Because the film was a silent film, the characters’ faces needed to be accentuated so their facial expressions could be seen and understood better. I noticed and thought that the make-up characteristics looked similar to those of a mime. For instance with Freder, Fredersen, and Maria, their eyes were darkened and their faces were very bright. I liked this aspect because you could see more clearly what the characters were trying to get across (the clarity and quality of the film were rather mediocre, but considering the time of it’s making, it’s alright).

Throughout the movie I noticed that the workers and sometimes the thinkers would raise their hands reaching towards the sky. I believe that this symbolizes struggle and chaos among the groups. For instance, the scene where the workers of the completed Tower of Babel all reached their hands up to tear down the monument and lift the struggle from their shoulders. To relate this to religion, congregations will sometimes raise their hands, I guess, to relieve struggles in their lives and to receive their higher power’s love.

We see this raising of hands again in the scene where the underground city is flooding and the children reach up to Maria and Freder on the gong monument in hopes of help and rescue. I believe, overall, that this raising of the hands derived from a religious stance since most religious fanatics associate the sky with heaven and God. Architecture in Metropolis blended with the new movements of Art Deco and Modernism of the early 1900’s. Although modernism isn’t so modern and Art Deco is an old style in our eyes, these types of architecture were new to the people of the early 1900’s.

At the time the style was revolutionizing and was considered futuristic to many. One notable example of Art Deco architecture is Rotwang’s laboratory decked with lights and industrial machinery. An example of modernistic architecture is the Tower of Babel the workers built. It was characterized with many curves, angles, and new heights, unlike the old-time architecture. Films and books like Metropolis (1927), The Fountainhead 1949), and Blade Runner (1982) have influenced societies with their new architecture.

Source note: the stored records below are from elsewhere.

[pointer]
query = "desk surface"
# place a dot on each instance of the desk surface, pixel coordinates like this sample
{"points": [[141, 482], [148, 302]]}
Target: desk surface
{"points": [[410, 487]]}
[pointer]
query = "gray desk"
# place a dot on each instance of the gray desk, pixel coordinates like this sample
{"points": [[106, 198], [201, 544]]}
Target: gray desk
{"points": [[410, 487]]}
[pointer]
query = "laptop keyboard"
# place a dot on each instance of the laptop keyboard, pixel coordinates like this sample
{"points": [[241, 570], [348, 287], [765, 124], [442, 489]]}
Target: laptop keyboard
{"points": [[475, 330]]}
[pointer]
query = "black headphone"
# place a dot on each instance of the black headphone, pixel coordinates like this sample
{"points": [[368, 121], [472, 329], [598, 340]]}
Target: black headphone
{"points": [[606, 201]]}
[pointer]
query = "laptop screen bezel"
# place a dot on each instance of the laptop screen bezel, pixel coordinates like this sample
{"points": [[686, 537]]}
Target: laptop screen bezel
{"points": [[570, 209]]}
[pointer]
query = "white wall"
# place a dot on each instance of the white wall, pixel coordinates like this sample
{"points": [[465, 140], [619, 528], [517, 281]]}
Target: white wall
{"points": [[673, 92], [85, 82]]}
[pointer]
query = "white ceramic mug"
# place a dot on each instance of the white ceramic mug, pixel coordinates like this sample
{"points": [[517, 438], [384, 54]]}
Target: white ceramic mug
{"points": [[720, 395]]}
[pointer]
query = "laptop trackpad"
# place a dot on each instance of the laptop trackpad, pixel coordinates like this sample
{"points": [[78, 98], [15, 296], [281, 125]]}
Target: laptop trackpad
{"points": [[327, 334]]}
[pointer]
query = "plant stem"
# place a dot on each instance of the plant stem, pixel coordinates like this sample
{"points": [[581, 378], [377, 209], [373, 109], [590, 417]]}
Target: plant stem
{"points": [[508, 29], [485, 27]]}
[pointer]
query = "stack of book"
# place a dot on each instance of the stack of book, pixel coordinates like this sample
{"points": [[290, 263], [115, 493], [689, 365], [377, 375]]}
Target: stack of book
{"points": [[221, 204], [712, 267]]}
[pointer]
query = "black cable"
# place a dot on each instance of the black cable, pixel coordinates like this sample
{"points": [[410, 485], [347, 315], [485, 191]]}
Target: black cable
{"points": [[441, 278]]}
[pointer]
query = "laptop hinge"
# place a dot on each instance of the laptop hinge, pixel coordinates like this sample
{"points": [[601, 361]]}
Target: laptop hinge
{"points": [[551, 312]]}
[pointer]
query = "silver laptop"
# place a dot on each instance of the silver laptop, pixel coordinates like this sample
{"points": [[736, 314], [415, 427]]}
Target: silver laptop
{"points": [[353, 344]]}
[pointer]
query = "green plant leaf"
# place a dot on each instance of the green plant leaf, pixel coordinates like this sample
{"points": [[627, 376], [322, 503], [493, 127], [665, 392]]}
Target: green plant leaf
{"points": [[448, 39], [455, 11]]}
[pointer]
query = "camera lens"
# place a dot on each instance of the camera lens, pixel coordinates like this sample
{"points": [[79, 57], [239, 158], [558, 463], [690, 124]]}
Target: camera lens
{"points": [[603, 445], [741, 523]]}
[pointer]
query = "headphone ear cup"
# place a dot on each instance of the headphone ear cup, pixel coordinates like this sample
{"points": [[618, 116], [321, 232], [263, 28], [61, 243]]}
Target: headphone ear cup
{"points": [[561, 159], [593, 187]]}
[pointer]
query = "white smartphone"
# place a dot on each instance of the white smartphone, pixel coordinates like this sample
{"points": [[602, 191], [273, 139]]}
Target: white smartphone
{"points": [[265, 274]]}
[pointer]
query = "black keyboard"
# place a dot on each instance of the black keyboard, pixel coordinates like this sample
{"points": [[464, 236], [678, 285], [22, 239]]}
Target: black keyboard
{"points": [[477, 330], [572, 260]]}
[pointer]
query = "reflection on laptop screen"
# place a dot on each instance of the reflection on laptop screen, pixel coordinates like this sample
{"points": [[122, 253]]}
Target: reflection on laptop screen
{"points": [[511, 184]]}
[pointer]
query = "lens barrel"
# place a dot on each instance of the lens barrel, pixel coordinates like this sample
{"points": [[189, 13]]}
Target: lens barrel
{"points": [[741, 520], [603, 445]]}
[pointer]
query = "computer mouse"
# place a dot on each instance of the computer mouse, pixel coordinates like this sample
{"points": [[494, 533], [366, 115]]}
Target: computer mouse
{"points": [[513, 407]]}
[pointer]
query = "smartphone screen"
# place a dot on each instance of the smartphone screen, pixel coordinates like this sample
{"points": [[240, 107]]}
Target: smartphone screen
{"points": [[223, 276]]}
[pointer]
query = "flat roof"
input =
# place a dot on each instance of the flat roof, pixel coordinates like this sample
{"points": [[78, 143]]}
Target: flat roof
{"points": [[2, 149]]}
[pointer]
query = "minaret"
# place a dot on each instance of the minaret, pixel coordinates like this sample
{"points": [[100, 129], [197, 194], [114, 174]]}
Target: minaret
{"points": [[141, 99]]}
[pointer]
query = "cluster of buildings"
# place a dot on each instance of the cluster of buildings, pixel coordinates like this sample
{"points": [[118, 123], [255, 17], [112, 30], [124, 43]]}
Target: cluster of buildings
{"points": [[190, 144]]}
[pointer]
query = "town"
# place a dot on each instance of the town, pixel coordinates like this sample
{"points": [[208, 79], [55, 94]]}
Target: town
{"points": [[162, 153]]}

As new ideas came out, movie producers used these ideas, which in turn, influenced society to accept and build on the ideas. All in all, I thought that the movie had some high points and low points. I liked the futuristic dystopian plot and the vivid make-up on the characters’ faces. I respect the fact that Metropolis is about 80 years old and was the first film of its kind. Silent films allow viewers to get a different perspective from other ordinary movies. Silent films let the characters’ emotions and expressions do the talking to the audience.

This is one of my least favorite dystopian books/films plot-wise. I thought the plot wasn’t that creative or entertaining, particularly the ending. I think the message of the story would have been more powerful if Maria was actually killed. Then Freder could have gotten so mad and upset that he went and killed his father and ended the divide between the thinkers and the workers. But this is not how it went; therefore, that is why I did not like it as much as some other futuristic stories.